Benefits and Risks of Kids' Boxing

Despite its reputation for violence, many boxing gyms offer popular kids' programs. According to kids' combat sport expert Dave Coffman, boxing taught by the right coach offers all of the benefits associated with more exotic martial arts programs. Though it does carry some inherent risks, properly coached and supervised boxing can be a good outlet for young men and women.
Boxing training itself is a vigorous workout, burning up to 400 calories an hour in a child-sized athlete, according to Coffman. Besides building cardiovascular endurance, the drills in a boxing workout build speed, strength, flexibility, timing and coordination. The mental traits built by boxing include perseverance, mental toughness, strategy and even patience. As boxing coach Lee Sprague puts it, "You're going to get hit, and feel pain, and have to deal with that in a constructive way right there on the spot."
Although boxing is a combat sport with some risk of injury, boxing ranked behind football, baseball and soccer for injury rates in a 2002 study of youth sport injuries. Wearing proper equipment and having a qualified coach present helps keep injury rates low. Many parents are also concerned that a violent sport might develop violent children. However, as the "Parents' Guide to Martial Arts" by Debra Fritsch points out, mindset in athletes is directly related to the mindset of a coach. An aggressive ballet instructor is more likely to produce aggressive children than a calm and centered boxing coach.
Proper safety equipment is vital to safe participation in any combat sport. Kid fighters should wear gloves, helmets, mouth pieces and groin protection at all times. Though hand wraps are popular, some trainers prefer to eschew them with children as the extra support might slow the natural development of their wrist muscles. Training equipment not essential to safety includes boxing shoes, punching bags, weight equipment and jump ropes.
Training Programs
Kids' boxing classes will typically run for 60 to 90 minutes. During the class, students will engage in a warm up, practice specific drills, work on punching bags or shields, engage in live practice, such as sparring, participate in conditioning and perform a cool down. Some coaches also will set aside time to teach important ethical or mental concepts, such as ethics, strategy and citizenship. Ex-convict Larry Chisholm specifically uses his Pittsburgh-based program to steer children away from gangs and into a more productive use of their time and energy.

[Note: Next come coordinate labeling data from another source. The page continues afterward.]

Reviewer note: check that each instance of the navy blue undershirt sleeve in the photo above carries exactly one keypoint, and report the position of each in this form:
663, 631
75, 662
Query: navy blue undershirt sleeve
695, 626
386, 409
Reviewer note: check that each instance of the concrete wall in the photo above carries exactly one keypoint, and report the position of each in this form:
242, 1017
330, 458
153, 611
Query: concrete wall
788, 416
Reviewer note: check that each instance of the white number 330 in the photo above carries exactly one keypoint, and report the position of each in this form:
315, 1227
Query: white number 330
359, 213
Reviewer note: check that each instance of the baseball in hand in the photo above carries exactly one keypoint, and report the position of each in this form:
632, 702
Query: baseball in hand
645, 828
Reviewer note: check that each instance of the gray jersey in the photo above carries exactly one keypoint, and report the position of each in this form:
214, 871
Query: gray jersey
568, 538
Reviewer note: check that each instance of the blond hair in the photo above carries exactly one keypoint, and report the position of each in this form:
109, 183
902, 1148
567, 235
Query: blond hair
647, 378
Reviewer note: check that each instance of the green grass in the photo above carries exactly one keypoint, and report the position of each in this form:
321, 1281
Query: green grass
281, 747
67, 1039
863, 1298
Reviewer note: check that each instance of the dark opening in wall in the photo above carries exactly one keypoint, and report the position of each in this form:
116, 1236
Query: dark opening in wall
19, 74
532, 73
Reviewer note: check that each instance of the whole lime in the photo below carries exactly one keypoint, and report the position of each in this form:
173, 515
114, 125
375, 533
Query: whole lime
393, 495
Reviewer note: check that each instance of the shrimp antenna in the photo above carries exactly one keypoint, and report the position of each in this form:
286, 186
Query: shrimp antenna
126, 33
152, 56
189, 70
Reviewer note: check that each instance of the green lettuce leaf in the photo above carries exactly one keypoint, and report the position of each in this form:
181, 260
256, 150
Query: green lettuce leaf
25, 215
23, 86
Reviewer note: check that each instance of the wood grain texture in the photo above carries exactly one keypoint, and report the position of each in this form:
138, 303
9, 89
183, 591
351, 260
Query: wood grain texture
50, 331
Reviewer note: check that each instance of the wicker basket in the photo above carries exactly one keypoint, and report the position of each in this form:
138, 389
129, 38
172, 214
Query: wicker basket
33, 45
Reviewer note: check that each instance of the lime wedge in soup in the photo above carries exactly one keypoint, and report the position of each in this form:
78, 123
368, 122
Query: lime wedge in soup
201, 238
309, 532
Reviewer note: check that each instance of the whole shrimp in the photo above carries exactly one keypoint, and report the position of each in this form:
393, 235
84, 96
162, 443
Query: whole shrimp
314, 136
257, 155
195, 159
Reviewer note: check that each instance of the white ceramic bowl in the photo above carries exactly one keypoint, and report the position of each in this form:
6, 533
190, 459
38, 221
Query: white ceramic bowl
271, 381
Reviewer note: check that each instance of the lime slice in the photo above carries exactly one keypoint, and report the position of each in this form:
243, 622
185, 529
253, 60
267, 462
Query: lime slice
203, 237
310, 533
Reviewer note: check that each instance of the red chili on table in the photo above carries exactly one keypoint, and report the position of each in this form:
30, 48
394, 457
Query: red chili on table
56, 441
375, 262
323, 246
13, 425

Competition is as much a part of boxing as it is any other sport. A kids' boxing program will include opportunities to compete in the ring against team mates and against members of other teams. Cofffman points out that this can sometimes be hard for parents to watch. However, boxing competition teaches kids about the value of hard work, the importance of mental toughness and how to maintain discipline under serious stress. Like all other elements of boxing training, a boxing match must be adequately supervised, use all safety equipment and be conducted by a qualified referee.